After the storm usually comes another cloud: depression. This is when I reflect of what I just went through and all the events I may have missed. This is when I sometimes wish my life would end. I start anticipating next year's vacation plan: "Will it be during that painful time?" Oddly enough and by God's grace, usually my vacation plans are never during that time. I lucked out, but I'm worried about this June's getaway. It's more than a six hour drive and with the excruciating pain and a five minute increment of peeing, I'm not sure that's feasible. So I kind of drift off into a depressive phase which I usually snap out of -- because there's not much time left until the next round. So I make the best of those pain-free days and try to cram everything in at once. Who knows - I may not get a break one day. I did come to a huge decision that was not easy to make. I'm removing my uterus which is the culprit for all my triggered pain. I don't have any fibroids or enlargements -- it's an overactive uterus that wreaks havoc on my entire system, making my sciatica go wild and leaving me literally paralyzed. No more. I'm done. Hopefully this surgery will be my last visit to the hospital in a very long time, until I need knew 'gels' for my degenerative disc disease. A whole other can-o-beans to deal with.
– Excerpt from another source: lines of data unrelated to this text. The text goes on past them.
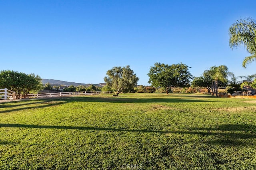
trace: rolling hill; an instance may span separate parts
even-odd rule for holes
[[[49,83],[52,85],[65,85],[66,86],[71,86],[72,85],[74,86],[78,86],[79,85],[83,85],[86,86],[89,86],[90,85],[94,85],[96,86],[103,87],[106,85],[105,83],[99,83],[98,84],[85,84],[85,83],[76,83],[74,82],[66,82],[65,81],[59,80],[54,80],[54,79],[47,79],[46,78],[42,78],[42,83],[43,84],[45,84],[48,82]]]

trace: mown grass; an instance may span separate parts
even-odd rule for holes
[[[0,103],[0,169],[256,169],[255,102],[124,94]]]

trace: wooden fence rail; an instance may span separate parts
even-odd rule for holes
[[[15,92],[8,90],[6,88],[0,88],[0,100],[14,99],[15,97]]]
[[[38,93],[28,94],[26,98],[46,98],[55,96],[67,96],[88,95],[100,94],[112,94],[113,92],[60,92],[58,93]],[[4,94],[1,95],[1,94]],[[0,100],[7,100],[15,99],[15,92],[7,88],[0,89]]]
[[[55,96],[67,96],[88,95],[100,94],[111,94],[113,92],[60,92],[58,93],[38,93],[28,94],[26,98],[39,98]]]

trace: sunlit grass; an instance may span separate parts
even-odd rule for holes
[[[255,100],[120,96],[0,103],[0,169],[256,168]]]

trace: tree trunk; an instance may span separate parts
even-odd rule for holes
[[[214,89],[215,91],[215,88],[214,88],[214,80],[212,80],[212,96],[213,96],[214,94]]]
[[[218,97],[218,79],[215,80],[215,92],[216,97]]]

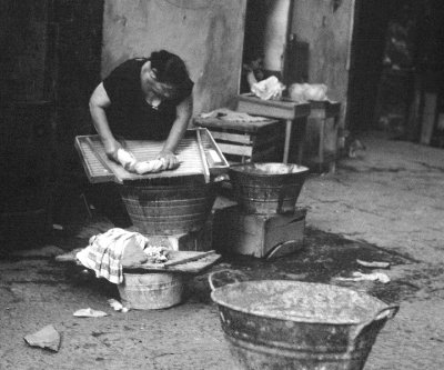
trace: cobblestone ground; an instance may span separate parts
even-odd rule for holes
[[[363,138],[367,149],[336,173],[307,179],[307,250],[280,262],[226,259],[253,279],[337,283],[356,258],[387,260],[387,284],[347,286],[401,304],[381,331],[365,370],[444,369],[444,161],[441,150]],[[345,239],[344,239],[345,238]],[[70,248],[69,243],[60,244]],[[0,260],[0,369],[236,369],[210,300],[206,277],[183,304],[117,313],[107,303],[114,286],[51,259]],[[110,313],[72,316],[81,308]],[[23,337],[52,323],[59,352],[31,348]]]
I'm writing about this today because there are so many other people like me living with some type of invisible disability. They're are a lot of people who never talk about it at all. They don't want to be associated with something like, a "mental disorder" or "chronic illness" -- they want to live a normal life. Who doesn't? Perhaps living the way I do makes me appreciate every second and every hour of those good days. In fact, I know it does. At times, I can even be thankful for these hard times because without them, maybe I would take my "good days" for granted. I don't know. When it's a pain free day, I am on a euphoric high. Just sitting outside with a cup of coffee feeling nothing but the sun on my face is usually one of the best days of my life. You know how they say you have to have lived in poverty in order to appreciate wealth? Same concept with pain. So today, I am going to enjoy every. single. second. of being pain free. If you're a "spoonie" like me, Google it or look up the hashtag, #spoonie on Twitter. You'll be surprised that you're not alone. It doesn't have to be all about physical chronic pain, it can mean depression and anxiety disorders as well. And now, for my cup of coffee with my best friend. Hope everyone feels great today.